An extra stage could be put into the process towards making assisted dying legal in Jersey, if it's approved in principle later this month.
Deputy Kirsten Morel thinks this will give islanders the comfort that should an Assisted Dying regime be introduced, it will have been tested and scrutinised sufficiently.
The Council of Ministers then lodged a proposition for debate in the States Assembly.
Deputy Morel has lodged an amendment to that proposition. He says this has to be handled with the greatest level of respect and a deep understanding that if they get this wrong, people will die without them being entirely in control of their own fate.
He's asking that politicians see the planned Assisted Dying system, and the ways in which it will work, before a second debate is held - so it can be carefully scrutinised.
That debate would take place before October 2022.
When that is complete, the draft legislation would then be looked at within a third debate before the end of March 2023.
"The amendment seeks to insert an extra stage into the procedure that would see Assisted Dying becoming permissible in law. The reason for this is solely to give the States Assembly the greatest possible level of control over, and understanding of, the proposed processes that would be created to enable an Assisted Dying regime to operate in Jersey.
"I believe that this issue is one that needs to be handled by the Assembly with the greatest level of respect and a deep understanding that if we get this wrong, then people will die without themselves being entirely in control of their own fate.
"This assertion needs to be set against the reality that someone who engages with an Assisted Dying process and sees it through to completion, is not able to complain or raise problems later.

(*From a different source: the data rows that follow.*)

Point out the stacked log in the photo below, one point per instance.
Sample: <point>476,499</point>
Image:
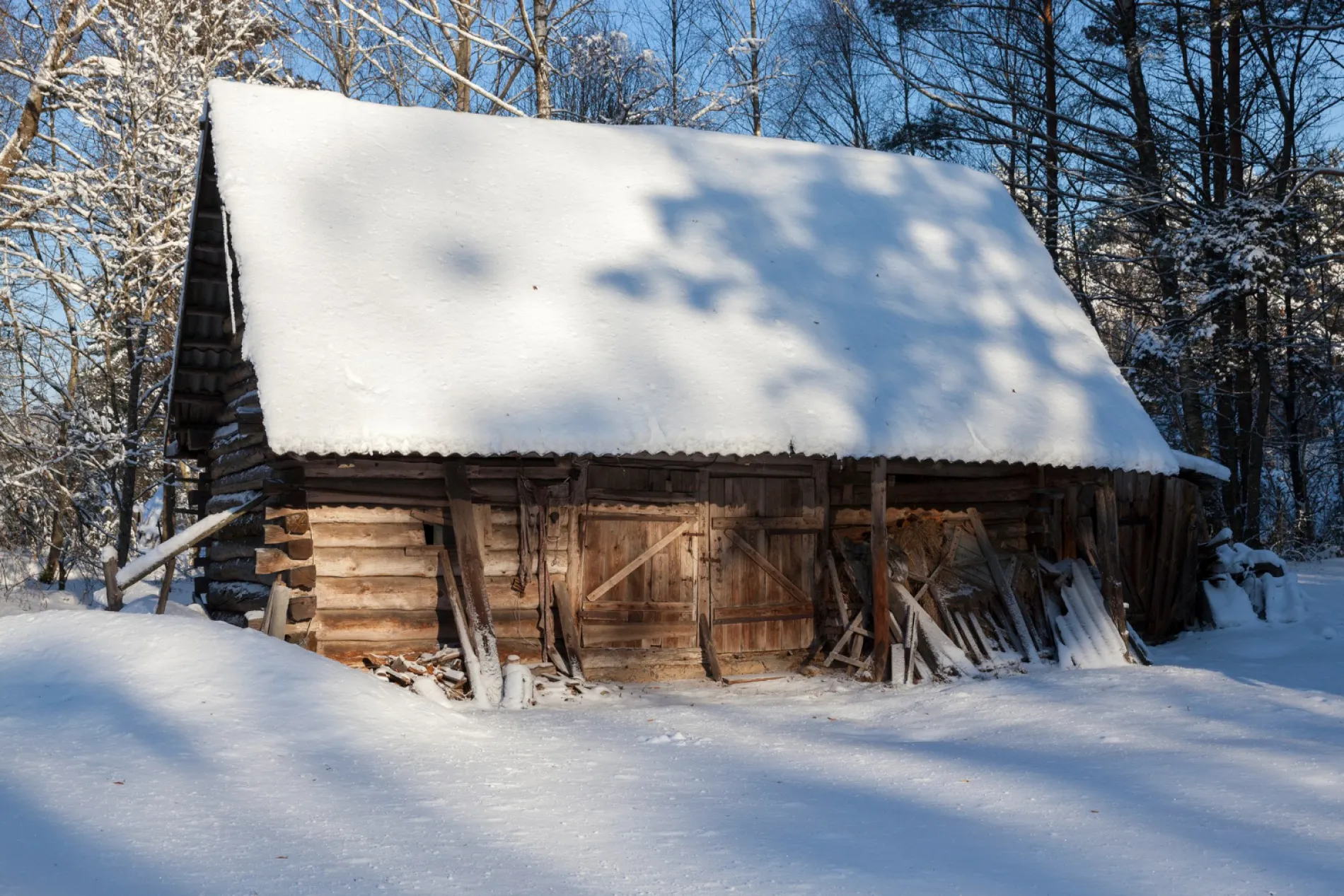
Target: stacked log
<point>240,566</point>
<point>379,525</point>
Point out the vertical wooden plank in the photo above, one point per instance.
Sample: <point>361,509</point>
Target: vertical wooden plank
<point>574,570</point>
<point>882,634</point>
<point>706,542</point>
<point>1070,521</point>
<point>470,557</point>
<point>1009,598</point>
<point>1108,555</point>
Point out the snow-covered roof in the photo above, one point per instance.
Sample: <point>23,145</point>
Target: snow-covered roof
<point>1203,465</point>
<point>424,281</point>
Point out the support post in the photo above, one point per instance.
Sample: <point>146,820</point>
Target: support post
<point>277,610</point>
<point>1108,555</point>
<point>109,578</point>
<point>168,528</point>
<point>881,634</point>
<point>479,621</point>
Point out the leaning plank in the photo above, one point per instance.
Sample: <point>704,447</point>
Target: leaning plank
<point>185,540</point>
<point>276,561</point>
<point>770,570</point>
<point>470,661</point>
<point>109,578</point>
<point>1004,588</point>
<point>476,602</point>
<point>640,561</point>
<point>948,655</point>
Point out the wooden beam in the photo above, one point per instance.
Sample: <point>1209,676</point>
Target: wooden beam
<point>1108,555</point>
<point>881,606</point>
<point>772,523</point>
<point>470,557</point>
<point>640,561</point>
<point>1004,588</point>
<point>712,657</point>
<point>464,640</point>
<point>569,633</point>
<point>773,571</point>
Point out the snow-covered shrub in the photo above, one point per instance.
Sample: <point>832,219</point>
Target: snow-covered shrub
<point>1248,585</point>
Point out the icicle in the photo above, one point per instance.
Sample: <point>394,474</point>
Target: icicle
<point>228,274</point>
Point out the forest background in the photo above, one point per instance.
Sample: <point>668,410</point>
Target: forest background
<point>1182,161</point>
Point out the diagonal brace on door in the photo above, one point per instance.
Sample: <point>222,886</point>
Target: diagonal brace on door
<point>773,571</point>
<point>640,561</point>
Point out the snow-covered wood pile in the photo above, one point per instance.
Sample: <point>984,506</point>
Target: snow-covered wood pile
<point>1242,585</point>
<point>961,609</point>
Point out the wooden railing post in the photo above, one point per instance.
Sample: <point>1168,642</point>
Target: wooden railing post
<point>881,633</point>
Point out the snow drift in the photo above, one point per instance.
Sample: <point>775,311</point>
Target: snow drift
<point>424,281</point>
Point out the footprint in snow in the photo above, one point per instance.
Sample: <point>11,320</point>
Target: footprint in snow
<point>675,738</point>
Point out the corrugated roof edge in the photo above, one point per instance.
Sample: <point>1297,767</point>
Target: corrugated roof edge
<point>1203,465</point>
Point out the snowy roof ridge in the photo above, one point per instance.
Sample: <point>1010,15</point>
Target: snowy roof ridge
<point>1203,465</point>
<point>434,282</point>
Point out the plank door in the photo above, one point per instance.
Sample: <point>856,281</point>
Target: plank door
<point>764,542</point>
<point>645,519</point>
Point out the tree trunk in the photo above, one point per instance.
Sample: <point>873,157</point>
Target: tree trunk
<point>540,53</point>
<point>131,443</point>
<point>1051,103</point>
<point>62,40</point>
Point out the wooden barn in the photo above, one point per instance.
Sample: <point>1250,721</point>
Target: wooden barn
<point>660,401</point>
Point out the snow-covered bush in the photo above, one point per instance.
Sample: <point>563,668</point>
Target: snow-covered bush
<point>1248,585</point>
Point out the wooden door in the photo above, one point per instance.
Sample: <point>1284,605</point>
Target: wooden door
<point>642,540</point>
<point>764,542</point>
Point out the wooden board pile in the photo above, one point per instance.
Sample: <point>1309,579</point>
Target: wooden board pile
<point>445,672</point>
<point>960,607</point>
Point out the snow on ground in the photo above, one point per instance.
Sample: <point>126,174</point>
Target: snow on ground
<point>176,755</point>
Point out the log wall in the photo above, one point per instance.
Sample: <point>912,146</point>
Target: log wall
<point>361,537</point>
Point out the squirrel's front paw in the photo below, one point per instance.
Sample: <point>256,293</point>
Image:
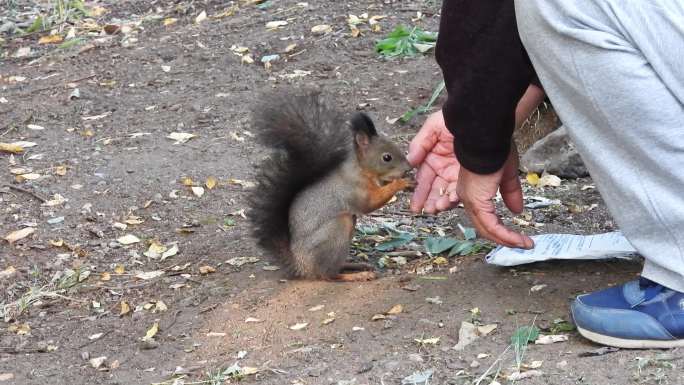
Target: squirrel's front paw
<point>408,184</point>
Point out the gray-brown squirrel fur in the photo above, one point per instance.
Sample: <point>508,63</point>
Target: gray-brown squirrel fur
<point>326,169</point>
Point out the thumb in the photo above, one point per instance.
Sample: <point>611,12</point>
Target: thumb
<point>511,192</point>
<point>423,143</point>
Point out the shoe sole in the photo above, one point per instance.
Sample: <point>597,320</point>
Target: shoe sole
<point>629,344</point>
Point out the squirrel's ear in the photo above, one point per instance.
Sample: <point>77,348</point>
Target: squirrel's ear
<point>361,141</point>
<point>361,122</point>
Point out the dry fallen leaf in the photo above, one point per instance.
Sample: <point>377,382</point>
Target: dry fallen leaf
<point>151,332</point>
<point>216,334</point>
<point>517,376</point>
<point>128,239</point>
<point>550,339</point>
<point>160,306</point>
<point>149,274</point>
<point>133,220</point>
<point>321,29</point>
<point>97,362</point>
<point>198,191</point>
<point>549,180</point>
<point>19,234</point>
<point>60,170</point>
<point>276,24</point>
<point>125,308</point>
<point>396,309</point>
<point>427,341</point>
<point>299,326</point>
<point>50,39</point>
<point>211,182</point>
<point>201,17</point>
<point>11,148</point>
<point>239,261</point>
<point>173,250</point>
<point>7,273</point>
<point>155,250</point>
<point>181,137</point>
<point>486,329</point>
<point>95,336</point>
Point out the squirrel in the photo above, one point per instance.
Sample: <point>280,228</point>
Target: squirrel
<point>327,168</point>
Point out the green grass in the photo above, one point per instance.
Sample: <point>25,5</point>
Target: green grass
<point>405,42</point>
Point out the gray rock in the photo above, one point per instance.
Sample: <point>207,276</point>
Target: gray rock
<point>555,154</point>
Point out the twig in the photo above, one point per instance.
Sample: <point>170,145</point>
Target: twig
<point>13,350</point>
<point>175,318</point>
<point>96,339</point>
<point>25,191</point>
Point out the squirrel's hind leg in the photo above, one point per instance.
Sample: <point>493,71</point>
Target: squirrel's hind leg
<point>321,253</point>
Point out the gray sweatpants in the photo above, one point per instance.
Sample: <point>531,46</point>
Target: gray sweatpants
<point>614,72</point>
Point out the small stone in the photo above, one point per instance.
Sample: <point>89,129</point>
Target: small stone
<point>554,154</point>
<point>415,357</point>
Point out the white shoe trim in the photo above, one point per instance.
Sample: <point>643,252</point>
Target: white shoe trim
<point>629,344</point>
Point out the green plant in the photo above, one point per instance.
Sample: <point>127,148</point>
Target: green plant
<point>405,42</point>
<point>520,338</point>
<point>408,115</point>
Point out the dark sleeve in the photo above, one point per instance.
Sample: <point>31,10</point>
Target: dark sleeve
<point>486,70</point>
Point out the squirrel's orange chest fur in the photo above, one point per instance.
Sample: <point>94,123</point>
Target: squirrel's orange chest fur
<point>377,195</point>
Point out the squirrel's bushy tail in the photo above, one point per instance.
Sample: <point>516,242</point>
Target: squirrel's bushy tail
<point>311,140</point>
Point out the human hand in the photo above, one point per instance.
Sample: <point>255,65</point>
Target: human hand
<point>477,191</point>
<point>432,150</point>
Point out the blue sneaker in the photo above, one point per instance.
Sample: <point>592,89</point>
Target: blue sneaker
<point>640,314</point>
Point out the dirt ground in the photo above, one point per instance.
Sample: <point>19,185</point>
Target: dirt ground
<point>107,154</point>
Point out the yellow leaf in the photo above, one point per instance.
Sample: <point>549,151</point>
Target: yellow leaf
<point>160,306</point>
<point>299,326</point>
<point>133,220</point>
<point>198,191</point>
<point>50,39</point>
<point>19,234</point>
<point>532,178</point>
<point>125,308</point>
<point>211,182</point>
<point>151,332</point>
<point>155,250</point>
<point>30,176</point>
<point>396,309</point>
<point>57,242</point>
<point>97,11</point>
<point>440,261</point>
<point>60,170</point>
<point>427,341</point>
<point>11,148</point>
<point>119,269</point>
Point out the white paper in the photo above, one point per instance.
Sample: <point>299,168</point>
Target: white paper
<point>564,246</point>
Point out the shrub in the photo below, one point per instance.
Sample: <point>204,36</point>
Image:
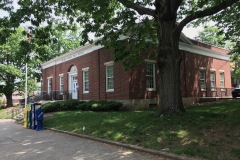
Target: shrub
<point>71,105</point>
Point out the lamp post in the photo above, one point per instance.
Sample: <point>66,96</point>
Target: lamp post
<point>26,67</point>
<point>26,85</point>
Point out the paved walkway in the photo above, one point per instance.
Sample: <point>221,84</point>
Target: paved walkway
<point>17,143</point>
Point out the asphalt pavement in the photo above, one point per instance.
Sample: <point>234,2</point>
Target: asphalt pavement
<point>18,143</point>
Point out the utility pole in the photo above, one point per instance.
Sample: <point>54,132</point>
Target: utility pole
<point>26,86</point>
<point>26,69</point>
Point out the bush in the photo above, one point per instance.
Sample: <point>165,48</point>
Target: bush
<point>71,105</point>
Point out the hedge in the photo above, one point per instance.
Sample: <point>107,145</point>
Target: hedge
<point>72,105</point>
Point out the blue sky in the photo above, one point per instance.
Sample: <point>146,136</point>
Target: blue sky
<point>188,31</point>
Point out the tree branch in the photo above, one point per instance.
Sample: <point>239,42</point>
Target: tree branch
<point>204,13</point>
<point>141,10</point>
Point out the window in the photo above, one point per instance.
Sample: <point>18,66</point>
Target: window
<point>150,77</point>
<point>61,83</point>
<point>213,80</point>
<point>202,79</point>
<point>49,85</point>
<point>109,77</point>
<point>222,81</point>
<point>85,80</point>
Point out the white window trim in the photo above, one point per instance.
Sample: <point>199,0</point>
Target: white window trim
<point>150,61</point>
<point>48,78</point>
<point>154,76</point>
<point>213,70</point>
<point>111,63</point>
<point>222,71</point>
<point>60,83</point>
<point>85,70</point>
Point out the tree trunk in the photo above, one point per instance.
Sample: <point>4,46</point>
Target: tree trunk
<point>9,100</point>
<point>168,61</point>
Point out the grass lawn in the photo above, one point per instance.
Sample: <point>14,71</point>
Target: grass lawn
<point>206,131</point>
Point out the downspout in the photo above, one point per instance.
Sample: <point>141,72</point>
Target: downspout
<point>55,80</point>
<point>185,77</point>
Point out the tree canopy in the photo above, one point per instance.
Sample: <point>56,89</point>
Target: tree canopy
<point>144,22</point>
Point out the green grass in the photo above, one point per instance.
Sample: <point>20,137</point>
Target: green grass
<point>206,131</point>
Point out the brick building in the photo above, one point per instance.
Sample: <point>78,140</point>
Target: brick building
<point>89,73</point>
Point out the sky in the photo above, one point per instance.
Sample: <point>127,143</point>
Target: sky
<point>188,31</point>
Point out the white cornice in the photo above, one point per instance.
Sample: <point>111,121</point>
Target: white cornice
<point>202,51</point>
<point>91,47</point>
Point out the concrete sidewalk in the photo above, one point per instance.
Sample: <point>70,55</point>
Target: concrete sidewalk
<point>17,143</point>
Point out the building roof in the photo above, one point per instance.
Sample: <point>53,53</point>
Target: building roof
<point>185,44</point>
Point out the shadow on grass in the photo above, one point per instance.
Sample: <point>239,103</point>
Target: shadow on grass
<point>209,131</point>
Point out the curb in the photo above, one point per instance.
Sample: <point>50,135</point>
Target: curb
<point>128,146</point>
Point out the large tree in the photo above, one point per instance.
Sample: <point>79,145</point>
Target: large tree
<point>144,22</point>
<point>11,63</point>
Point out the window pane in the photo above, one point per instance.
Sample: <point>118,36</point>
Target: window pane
<point>86,81</point>
<point>109,78</point>
<point>150,76</point>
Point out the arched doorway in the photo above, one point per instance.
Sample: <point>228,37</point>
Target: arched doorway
<point>73,82</point>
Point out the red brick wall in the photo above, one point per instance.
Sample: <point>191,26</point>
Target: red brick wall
<point>95,61</point>
<point>191,64</point>
<point>132,84</point>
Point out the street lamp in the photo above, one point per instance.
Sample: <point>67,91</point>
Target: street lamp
<point>26,70</point>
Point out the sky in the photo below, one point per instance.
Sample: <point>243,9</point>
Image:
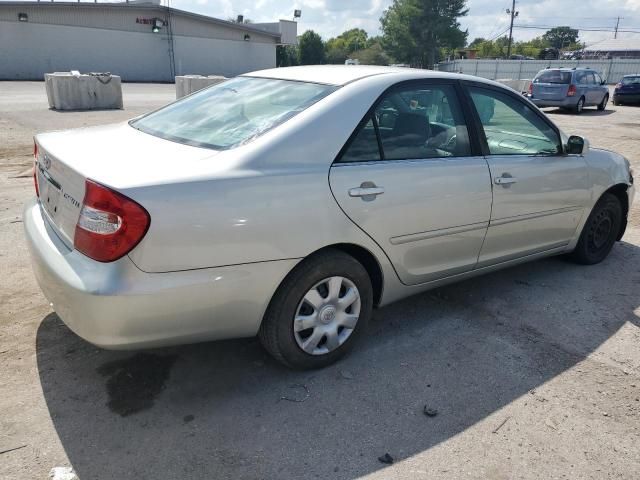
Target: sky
<point>486,18</point>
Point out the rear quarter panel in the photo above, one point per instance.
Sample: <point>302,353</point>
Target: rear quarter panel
<point>276,204</point>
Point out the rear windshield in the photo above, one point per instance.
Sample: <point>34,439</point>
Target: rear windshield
<point>553,76</point>
<point>231,113</point>
<point>631,80</point>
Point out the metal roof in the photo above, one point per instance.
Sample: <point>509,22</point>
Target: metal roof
<point>615,45</point>
<point>145,6</point>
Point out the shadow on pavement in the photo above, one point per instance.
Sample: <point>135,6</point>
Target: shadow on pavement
<point>226,410</point>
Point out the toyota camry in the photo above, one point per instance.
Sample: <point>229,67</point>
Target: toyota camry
<point>289,203</point>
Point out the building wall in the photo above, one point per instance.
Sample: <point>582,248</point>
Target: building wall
<point>117,44</point>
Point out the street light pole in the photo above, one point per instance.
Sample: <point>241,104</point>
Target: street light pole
<point>513,14</point>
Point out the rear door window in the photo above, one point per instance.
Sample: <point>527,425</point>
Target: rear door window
<point>414,122</point>
<point>514,128</point>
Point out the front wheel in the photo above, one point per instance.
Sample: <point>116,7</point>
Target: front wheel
<point>318,312</point>
<point>600,232</point>
<point>603,105</point>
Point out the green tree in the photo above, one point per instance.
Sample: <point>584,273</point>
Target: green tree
<point>374,55</point>
<point>415,30</point>
<point>310,49</point>
<point>286,56</point>
<point>561,37</point>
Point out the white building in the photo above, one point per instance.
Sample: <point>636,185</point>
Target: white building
<point>41,37</point>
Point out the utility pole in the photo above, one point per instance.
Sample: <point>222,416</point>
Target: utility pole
<point>513,14</point>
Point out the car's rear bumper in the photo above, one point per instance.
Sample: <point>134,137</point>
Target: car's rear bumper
<point>116,305</point>
<point>622,97</point>
<point>568,102</point>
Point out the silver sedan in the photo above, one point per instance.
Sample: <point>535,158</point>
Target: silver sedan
<point>288,203</point>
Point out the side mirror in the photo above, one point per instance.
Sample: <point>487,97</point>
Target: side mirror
<point>577,145</point>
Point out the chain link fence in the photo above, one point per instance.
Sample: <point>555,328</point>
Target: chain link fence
<point>611,70</point>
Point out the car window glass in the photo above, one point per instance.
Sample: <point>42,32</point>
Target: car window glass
<point>422,122</point>
<point>233,112</point>
<point>553,76</point>
<point>364,146</point>
<point>513,128</point>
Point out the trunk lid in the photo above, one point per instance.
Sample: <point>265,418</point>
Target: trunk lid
<point>550,91</point>
<point>117,156</point>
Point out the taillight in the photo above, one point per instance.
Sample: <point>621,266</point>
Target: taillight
<point>35,166</point>
<point>110,225</point>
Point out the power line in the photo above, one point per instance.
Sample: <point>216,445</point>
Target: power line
<point>595,29</point>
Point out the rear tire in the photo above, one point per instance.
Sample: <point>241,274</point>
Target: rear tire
<point>603,105</point>
<point>319,311</point>
<point>600,232</point>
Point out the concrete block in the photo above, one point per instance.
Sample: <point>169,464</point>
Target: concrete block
<point>187,84</point>
<point>75,91</point>
<point>519,86</point>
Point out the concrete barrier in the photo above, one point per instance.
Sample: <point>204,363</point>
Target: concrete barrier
<point>187,84</point>
<point>75,91</point>
<point>519,86</point>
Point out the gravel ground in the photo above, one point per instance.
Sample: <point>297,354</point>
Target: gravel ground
<point>533,372</point>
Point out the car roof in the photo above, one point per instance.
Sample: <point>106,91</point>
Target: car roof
<point>343,74</point>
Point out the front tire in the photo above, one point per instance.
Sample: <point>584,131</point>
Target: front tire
<point>318,312</point>
<point>600,232</point>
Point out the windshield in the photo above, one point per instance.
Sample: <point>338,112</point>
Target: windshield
<point>231,113</point>
<point>631,80</point>
<point>553,76</point>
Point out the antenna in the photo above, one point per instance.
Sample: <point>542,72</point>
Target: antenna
<point>513,14</point>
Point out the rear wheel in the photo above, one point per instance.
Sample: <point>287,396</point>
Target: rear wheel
<point>600,232</point>
<point>319,311</point>
<point>604,102</point>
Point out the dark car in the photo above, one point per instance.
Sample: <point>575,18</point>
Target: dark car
<point>628,90</point>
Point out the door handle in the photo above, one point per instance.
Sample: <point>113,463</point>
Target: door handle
<point>505,181</point>
<point>366,191</point>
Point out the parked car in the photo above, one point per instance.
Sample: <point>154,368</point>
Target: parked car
<point>288,203</point>
<point>628,90</point>
<point>569,89</point>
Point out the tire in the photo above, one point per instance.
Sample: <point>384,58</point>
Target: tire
<point>603,105</point>
<point>600,232</point>
<point>308,293</point>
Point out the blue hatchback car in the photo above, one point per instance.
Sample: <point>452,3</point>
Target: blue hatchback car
<point>569,88</point>
<point>628,90</point>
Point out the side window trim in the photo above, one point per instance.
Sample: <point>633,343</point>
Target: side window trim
<point>376,128</point>
<point>484,145</point>
<point>475,147</point>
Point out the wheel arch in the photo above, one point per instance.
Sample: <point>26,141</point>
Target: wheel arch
<point>620,192</point>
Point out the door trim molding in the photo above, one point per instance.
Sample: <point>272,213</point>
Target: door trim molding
<point>531,216</point>
<point>416,237</point>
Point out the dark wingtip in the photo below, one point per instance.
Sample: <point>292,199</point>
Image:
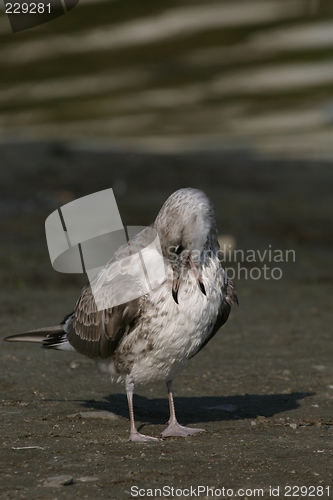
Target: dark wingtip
<point>175,296</point>
<point>202,287</point>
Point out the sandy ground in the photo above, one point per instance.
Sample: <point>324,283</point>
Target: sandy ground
<point>262,388</point>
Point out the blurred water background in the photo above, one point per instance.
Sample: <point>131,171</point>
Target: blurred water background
<point>175,75</point>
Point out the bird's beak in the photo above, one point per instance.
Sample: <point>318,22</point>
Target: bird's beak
<point>176,280</point>
<point>197,275</point>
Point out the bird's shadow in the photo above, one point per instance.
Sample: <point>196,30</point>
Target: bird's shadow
<point>192,410</point>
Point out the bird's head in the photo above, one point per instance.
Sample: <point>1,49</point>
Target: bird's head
<point>186,227</point>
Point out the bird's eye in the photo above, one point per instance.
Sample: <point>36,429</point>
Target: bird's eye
<point>179,249</point>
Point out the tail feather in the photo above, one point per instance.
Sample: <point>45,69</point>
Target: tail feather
<point>36,336</point>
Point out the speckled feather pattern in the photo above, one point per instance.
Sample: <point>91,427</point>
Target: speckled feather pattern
<point>152,338</point>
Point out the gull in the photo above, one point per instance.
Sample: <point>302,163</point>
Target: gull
<point>153,336</point>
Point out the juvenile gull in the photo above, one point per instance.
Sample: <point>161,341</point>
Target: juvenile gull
<point>152,337</point>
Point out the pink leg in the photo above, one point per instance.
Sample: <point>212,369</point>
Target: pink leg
<point>135,436</point>
<point>174,428</point>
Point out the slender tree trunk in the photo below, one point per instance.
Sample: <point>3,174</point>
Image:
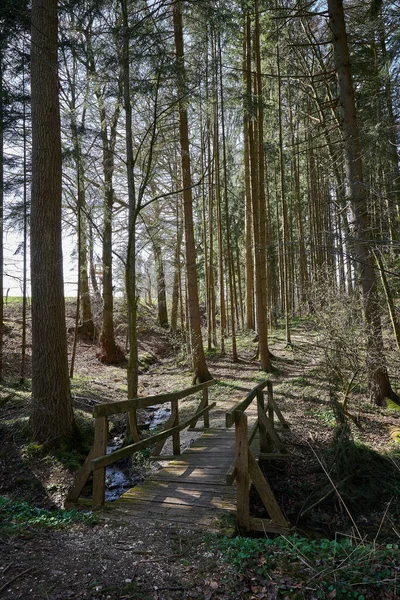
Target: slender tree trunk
<point>25,233</point>
<point>1,215</point>
<point>201,372</point>
<point>227,217</point>
<point>379,384</point>
<point>256,156</point>
<point>52,416</point>
<point>175,286</point>
<point>110,353</point>
<point>285,228</point>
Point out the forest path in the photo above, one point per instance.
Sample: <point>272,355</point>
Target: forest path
<point>189,491</point>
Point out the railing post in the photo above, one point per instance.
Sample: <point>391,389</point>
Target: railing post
<point>206,414</point>
<point>100,449</point>
<point>265,445</point>
<point>132,420</point>
<point>242,472</point>
<point>176,442</point>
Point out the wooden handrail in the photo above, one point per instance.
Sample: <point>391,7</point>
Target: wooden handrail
<point>98,460</point>
<point>108,409</point>
<point>106,460</point>
<point>245,467</point>
<point>244,404</point>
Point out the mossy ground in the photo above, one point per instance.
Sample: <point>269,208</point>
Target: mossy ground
<point>160,563</point>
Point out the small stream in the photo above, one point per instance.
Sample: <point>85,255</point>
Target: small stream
<point>119,477</point>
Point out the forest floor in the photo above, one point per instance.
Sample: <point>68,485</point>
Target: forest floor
<point>342,483</point>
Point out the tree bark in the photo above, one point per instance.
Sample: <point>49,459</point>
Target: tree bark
<point>52,416</point>
<point>378,379</point>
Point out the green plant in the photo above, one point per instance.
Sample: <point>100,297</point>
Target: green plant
<point>17,517</point>
<point>304,568</point>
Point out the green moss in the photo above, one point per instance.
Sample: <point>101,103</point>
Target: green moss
<point>18,517</point>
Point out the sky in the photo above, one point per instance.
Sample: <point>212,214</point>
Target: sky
<point>13,266</point>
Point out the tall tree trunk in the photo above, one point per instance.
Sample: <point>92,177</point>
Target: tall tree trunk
<point>110,353</point>
<point>52,416</point>
<point>201,372</point>
<point>227,217</point>
<point>1,214</point>
<point>285,228</point>
<point>250,322</point>
<point>379,384</point>
<point>258,198</point>
<point>177,259</point>
<point>25,226</point>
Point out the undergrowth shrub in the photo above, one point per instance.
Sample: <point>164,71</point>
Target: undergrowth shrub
<point>18,517</point>
<point>302,568</point>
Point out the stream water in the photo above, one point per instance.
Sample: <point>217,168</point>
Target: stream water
<point>119,476</point>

There is no comeback from the completion of an Assisted Dying process.
"I strongly believe that this subject, above all others, deserves such careful and deliberate treatment to ensure we get it right and so avoid the untimely deaths of Islanders in the future."
Deputy Morel has also pointed to concerns about how Assisted Dying regimes are operated in other countries, such as Belgium and the Netherlands.
Professor Trudo Lemmens of Toronto University published a paper in 2016, which states that reporting mechanisms in these two countries are subject to 'underreporting' and 'errors in reporting' and that 'physicians continue to practice PAD without consent'.